Is de uitstelfaciliteit in de invorderingssfeer terecht ingevoerd?

In het verslag van het wetgevingsoverleg van 15 november 2004 over het Belastingplan 2005 wordt over de reden voor de invoering van de uitstelfaciliteit in de invorderingssfeer het volgende opgemerkt: ‘Daarom willen wij de focus zo verbreden dat de jongere garde een fiscale prikkel krijgt, dus degenen die de bedrijven overnemen. Wij hebben daarvoor een amendement ingediend, om de jongere garde een financieringsfaciliteit te verlenen in de invorderingssfeer, op voorwaarde dat de oudere generatie de koopsom aan de jongere generatie vrijgeeft. Dit plan kost 30 mln euro. Het voorstel van de staatssecretaris inzake de doorschuiffaciliteit kan veel makkelijker worden ingevuld. Ons voorstel is veel breder: je hoeft geen familie meer te zijn en je hoeft niet meer een paar jaar bij iemand in dienst te zijn. In die zin ziet ons voorstel op elke overnemer, mits hij niet over voldoende liquide middelen beschikt.‘ Afgezien van het feit dat deze onderbouwing de nodige slordigheden bevat (de faciliteit in de invorderingssfeer wordt toegekend aan de overdrager en niet aan de overnemer en bij de faciliteit in de heffingssfeer is geen familierelatie vereist), kan men zich afvragen of deze de invoering van de uitstelfaciliteit in de invorderingssfeer rechtvaardigt. Uit het bovenstaande blijkt dat het zowel bij de faciliteit in de heffingssfeer als bij de faciliteit in de invorderingssfeer gaat om uitstel van de belastingheffing over de stille en fiscale reserves in de overgedragen onderneming. Bij de faciliteit in de invorderingssfeer geldt daarbij weliswaar als voorwaarde dat de koopsom voor de onderneming wordt schuldig gebleven, maar het is de vraag of daardoor het beoogde financieringsresultaat zal worden bereikt. Zoals hiervoor werd aangegeven, zijn aan de uitstelfaciliteit in de invorderingssfeer immers de nodige voorwaarden en beperkingen verbonden en deze moeten voor de overdrager – die om de faciliteit moet verzoeken – en voor de overnemer acceptabel zijn.
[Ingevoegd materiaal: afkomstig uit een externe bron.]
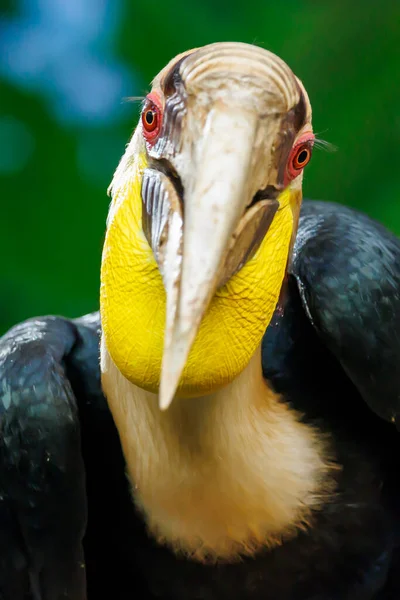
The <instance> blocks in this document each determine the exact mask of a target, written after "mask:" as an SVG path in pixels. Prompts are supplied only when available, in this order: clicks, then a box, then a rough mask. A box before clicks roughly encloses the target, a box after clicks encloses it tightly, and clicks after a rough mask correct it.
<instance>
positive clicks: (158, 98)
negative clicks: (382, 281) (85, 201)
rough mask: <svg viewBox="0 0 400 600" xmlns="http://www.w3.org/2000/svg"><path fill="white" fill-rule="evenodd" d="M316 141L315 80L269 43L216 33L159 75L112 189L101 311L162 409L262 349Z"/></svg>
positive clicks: (119, 368) (111, 188) (209, 390)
Bovendien blijkt uit het voorgaande dat de afschrijvingsduur van de vermogenbestanddelen met stille reserves een rol kan spelen bij de keuze tussen beide faciliteiten. Dit neemt uiteraard niet weg dat de uitstelfaciliteit in de invorderingssfeer een nuttige functie kan vervullen in gevallen waarin de uitstelfaciliteit in de heffingssfeer niet kan worden toegepast. Maar zijn deze gevallen zo talrijk dat de introductie van de uitstelfaciliteit in de invorderingssfeer mede daardoor kan worden gerechtvaardigd?

Het voorgaande overziende, kan naar mijn mening worden geconcludeerd dat door de invoering van de uitstelfaciliteit in de invorderingssfeer wordt gepoogd om met behulp van fiscale prikkels financieringsproblemen bij de bedrijfsopvolging op te lossen zonder dat overtuigende argumenten worden aangevoerd voor de meerwaarde van deze faciliteit boven de bestaande faciliteit in de heffingssfeer. Mijns inziens had de Tweede Kamer er dan ook goed aan gedaan om het amendement–Van Vroonhoven–Kok te verwerpen en om het oorspronkelijke voorstel van de staatssecretaris in het kader van het Belastingpan 2005 te aanvaarden.